そのため、含み益だけを根拠にポジションを増やすのではなく、現在の口座資金や既存ポジションを含めた合計リスクを確認することが大切です。
複数ポジションと実効レバレッジの関係
複数ポジションを追加すると、口座全体で保有する取引金額も増えるため、実効レバレッジが高くなることがあります。
1つずつのポジションが小さくても、複数を同時に保有すれば口座全体のポジション量は増えます。
そのため、想定損失額だけでなく、口座資金に対してどの程度の取引量を保有しているのかも確認しましょう。

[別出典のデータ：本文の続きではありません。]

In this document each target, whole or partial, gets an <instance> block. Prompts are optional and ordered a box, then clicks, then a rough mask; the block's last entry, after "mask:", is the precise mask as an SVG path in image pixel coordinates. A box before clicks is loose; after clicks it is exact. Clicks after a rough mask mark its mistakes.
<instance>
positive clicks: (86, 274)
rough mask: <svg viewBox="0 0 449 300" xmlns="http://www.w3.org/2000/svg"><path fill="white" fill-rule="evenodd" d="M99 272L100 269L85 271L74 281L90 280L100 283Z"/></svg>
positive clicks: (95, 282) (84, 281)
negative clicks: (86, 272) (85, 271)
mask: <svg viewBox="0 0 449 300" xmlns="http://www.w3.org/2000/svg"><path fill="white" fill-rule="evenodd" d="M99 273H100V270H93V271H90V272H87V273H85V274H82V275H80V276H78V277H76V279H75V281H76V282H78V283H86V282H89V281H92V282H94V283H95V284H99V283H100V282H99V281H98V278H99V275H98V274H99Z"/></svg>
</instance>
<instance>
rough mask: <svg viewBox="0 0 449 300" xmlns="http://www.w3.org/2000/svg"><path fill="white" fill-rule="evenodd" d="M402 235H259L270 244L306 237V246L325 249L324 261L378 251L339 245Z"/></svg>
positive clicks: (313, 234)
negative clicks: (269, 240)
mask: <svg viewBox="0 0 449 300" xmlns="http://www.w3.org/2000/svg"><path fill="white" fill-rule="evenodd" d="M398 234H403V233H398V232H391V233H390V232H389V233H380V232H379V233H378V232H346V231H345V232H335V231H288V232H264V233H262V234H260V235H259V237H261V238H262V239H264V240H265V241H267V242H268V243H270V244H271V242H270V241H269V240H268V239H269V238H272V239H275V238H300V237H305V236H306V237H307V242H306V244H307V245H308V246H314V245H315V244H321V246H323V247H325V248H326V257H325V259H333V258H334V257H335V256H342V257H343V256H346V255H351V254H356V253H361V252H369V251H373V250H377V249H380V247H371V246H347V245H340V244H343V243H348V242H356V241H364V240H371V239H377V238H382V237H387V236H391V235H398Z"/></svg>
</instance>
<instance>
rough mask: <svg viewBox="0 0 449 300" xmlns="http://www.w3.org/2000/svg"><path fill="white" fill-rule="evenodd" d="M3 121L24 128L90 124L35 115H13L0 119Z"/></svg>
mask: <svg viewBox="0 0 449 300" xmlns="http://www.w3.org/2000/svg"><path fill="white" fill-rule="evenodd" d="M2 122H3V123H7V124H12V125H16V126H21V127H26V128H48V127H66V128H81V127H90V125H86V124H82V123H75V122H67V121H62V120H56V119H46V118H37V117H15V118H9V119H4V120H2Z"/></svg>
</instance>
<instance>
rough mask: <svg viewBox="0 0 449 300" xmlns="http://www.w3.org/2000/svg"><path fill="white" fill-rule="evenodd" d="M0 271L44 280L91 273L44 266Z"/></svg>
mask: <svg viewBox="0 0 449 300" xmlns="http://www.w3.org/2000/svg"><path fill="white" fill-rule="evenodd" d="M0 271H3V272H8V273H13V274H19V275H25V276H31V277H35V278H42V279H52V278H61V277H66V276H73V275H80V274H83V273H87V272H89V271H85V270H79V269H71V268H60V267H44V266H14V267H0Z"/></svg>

口座全体の総取引金額から実効レバレッジを計算する方法や、複数ポジションを持ったときのレバレッジ管理については「FXの実効レバレッジとは?計算方法とレバレッジ管理を初心者向けに解説」で詳しく解説しています。
複数ポジションのリスク管理を5ステップで整理
複数ポジションを持つときの確認手順を整理すると、次のようになります。
- 各ポジションの損切り位置を確認する
- 損切りになった場合の想定損失額を確認する
- すべてのポジションの想定損失額を合計する
- 同じ通貨への偏りや通貨ペアの相関を確認する
- 新しいポジションを追加しても許容できる合計リスクか確認する
複数ポジションでは、
1つずつ確認する
→ 合計する
→ 通貨の偏りを見る
→ 新しいポジションを追加できるか判断する
という順番で考えると分かりやすくなります。
まとめ|複数ポジションでは口座全体のリスクを見る
FXで複数ポジションを持つこと自体が悪いわけではありません。
重要なのは、それぞれのポジションだけでなく、口座全体でどの程度のリスクを取っているのかを把握することです。
複数ポジションを持つときは、
- 各ポジションの想定損失額
- すべてのポジションの合計リスク
- 同じ通貨への偏り
- 通貨ペアの相関
- 口座全体のポジション量
を確認しましょう。
また、通貨ペアの相関は固定ではなく、相場環境によって変化することがあります。
新しいポジションを追加するときは、「このトレードだけなら大丈夫」と考えるのではなく、既存ポジションを含めても許容できるリスクかどうかを確認することが大切です。